For now, a cashless government gives out cash-for-clunkers, which is basically a self-esteem building program designed to make the government feel better about itself because it is ostensibly taking 11-miles-per-gallon cars off the road and replacing them with 27-miles-per-gallon cars, thus forestalling scary problems with climate change. It's dumb of course, but the failure of leadership is comprehensive. Even the elite environmentalists at the Aspen Institute are preoccupied with finding new "green" ways to keep all the cars running. They put zero effort into the idea of walkable communities, or restoring the railroad system, which will be the reality-based remedies for the car-dependency problem.

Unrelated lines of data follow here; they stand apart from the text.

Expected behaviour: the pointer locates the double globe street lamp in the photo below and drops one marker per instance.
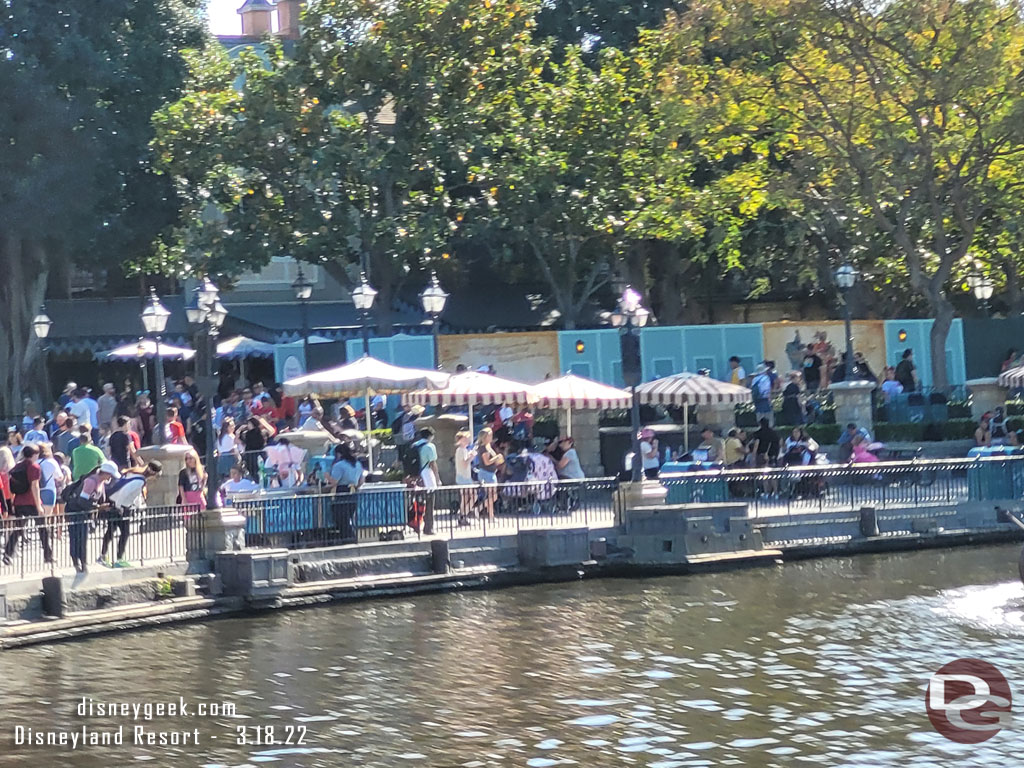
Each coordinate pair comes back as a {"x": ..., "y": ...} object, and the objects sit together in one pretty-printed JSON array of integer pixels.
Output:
[
  {"x": 155, "y": 317},
  {"x": 631, "y": 316},
  {"x": 846, "y": 278},
  {"x": 433, "y": 298},
  {"x": 207, "y": 314}
]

The Republican right wing is, if anything, even more childishly delusional. For Glenn Beck and Sarah Palin it comes down to "drill, baby, drill." They know nothing about the geology of oil -- they don't even believe that the earth is more than six-thousand years old, meaning they don't believe in geology, period -- but they are inflamed with the faith of eight-year-old children that we must have a lot more oil in the ground because this is America and God loves us more than people in other parts of the planet so it must be there. As their disappointment mounts, their childish ideas will turn cruel and sadistic. They'll seek to punish anybody who believes that the earth is more than six thousand years old. The catch is, if they get into power in the election cycles ahead, they'll be impotent and ineffectual even at persecuting their enemies.

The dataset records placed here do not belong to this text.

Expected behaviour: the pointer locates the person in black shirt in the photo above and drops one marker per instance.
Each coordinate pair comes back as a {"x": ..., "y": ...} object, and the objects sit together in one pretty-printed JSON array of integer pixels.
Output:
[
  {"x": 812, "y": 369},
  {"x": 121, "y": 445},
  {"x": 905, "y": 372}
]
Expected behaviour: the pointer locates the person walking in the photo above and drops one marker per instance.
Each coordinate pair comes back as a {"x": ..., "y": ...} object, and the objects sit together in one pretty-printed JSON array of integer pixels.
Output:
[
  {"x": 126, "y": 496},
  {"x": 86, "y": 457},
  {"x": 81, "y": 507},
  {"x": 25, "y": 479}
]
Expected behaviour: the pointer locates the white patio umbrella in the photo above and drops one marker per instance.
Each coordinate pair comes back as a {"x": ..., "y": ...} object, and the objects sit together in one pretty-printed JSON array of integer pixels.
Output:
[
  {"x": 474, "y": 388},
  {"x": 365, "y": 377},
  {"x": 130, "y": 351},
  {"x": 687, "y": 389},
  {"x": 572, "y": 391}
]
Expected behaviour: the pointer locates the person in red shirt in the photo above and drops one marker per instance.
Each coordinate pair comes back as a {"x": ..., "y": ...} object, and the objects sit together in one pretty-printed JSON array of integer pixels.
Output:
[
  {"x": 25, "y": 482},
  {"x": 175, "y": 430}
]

In the meantime, American life will just wind down, no matter what we believe. It won't wind down to a complete stop. Its near-term destination is to lower levels of complexity and scale than what we've been used to for a long time. People will be able to drive fewer cars, fewer miles. The roads will get worse. They'll be worse in some places than others. There will be fewer jobs to go to and fewer things sold. People who live in communities scaled to the energy and capital realities of the years ahead are liable to be more comfortable. We're surely going to have trouble with money. Households will drown in debt and lose all their savings. Money could be scarce or worthless. Credit will be scarcer.

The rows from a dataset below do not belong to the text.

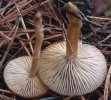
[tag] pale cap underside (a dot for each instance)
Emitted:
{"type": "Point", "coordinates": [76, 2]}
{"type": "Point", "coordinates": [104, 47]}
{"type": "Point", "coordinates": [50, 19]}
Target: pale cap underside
{"type": "Point", "coordinates": [16, 76]}
{"type": "Point", "coordinates": [77, 76]}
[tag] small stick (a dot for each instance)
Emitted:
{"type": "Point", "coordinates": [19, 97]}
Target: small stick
{"type": "Point", "coordinates": [5, 36]}
{"type": "Point", "coordinates": [24, 26]}
{"type": "Point", "coordinates": [10, 44]}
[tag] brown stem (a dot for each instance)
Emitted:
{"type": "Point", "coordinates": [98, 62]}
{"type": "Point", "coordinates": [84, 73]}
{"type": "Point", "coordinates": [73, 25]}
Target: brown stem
{"type": "Point", "coordinates": [37, 48]}
{"type": "Point", "coordinates": [73, 30]}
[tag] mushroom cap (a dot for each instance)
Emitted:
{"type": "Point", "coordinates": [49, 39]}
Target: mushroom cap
{"type": "Point", "coordinates": [16, 76]}
{"type": "Point", "coordinates": [75, 76]}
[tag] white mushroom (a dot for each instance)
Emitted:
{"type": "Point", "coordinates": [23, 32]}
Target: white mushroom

Both factions of American political life indulge in the fiction of control. History is reality's big brother. It is taking us someplace that we don't want to go, so it will probably have to drag us there kicking and screaming. For starters, both reality and history will probably take us out to some woodshed of the national soul and beat the crap out of us. That could be a salutary thing, since the crap consists of all the lies we tell ourselves. Once we're rid of all that, we may rediscover a few things left inside our collective identity that are worth regarding with real self-respect.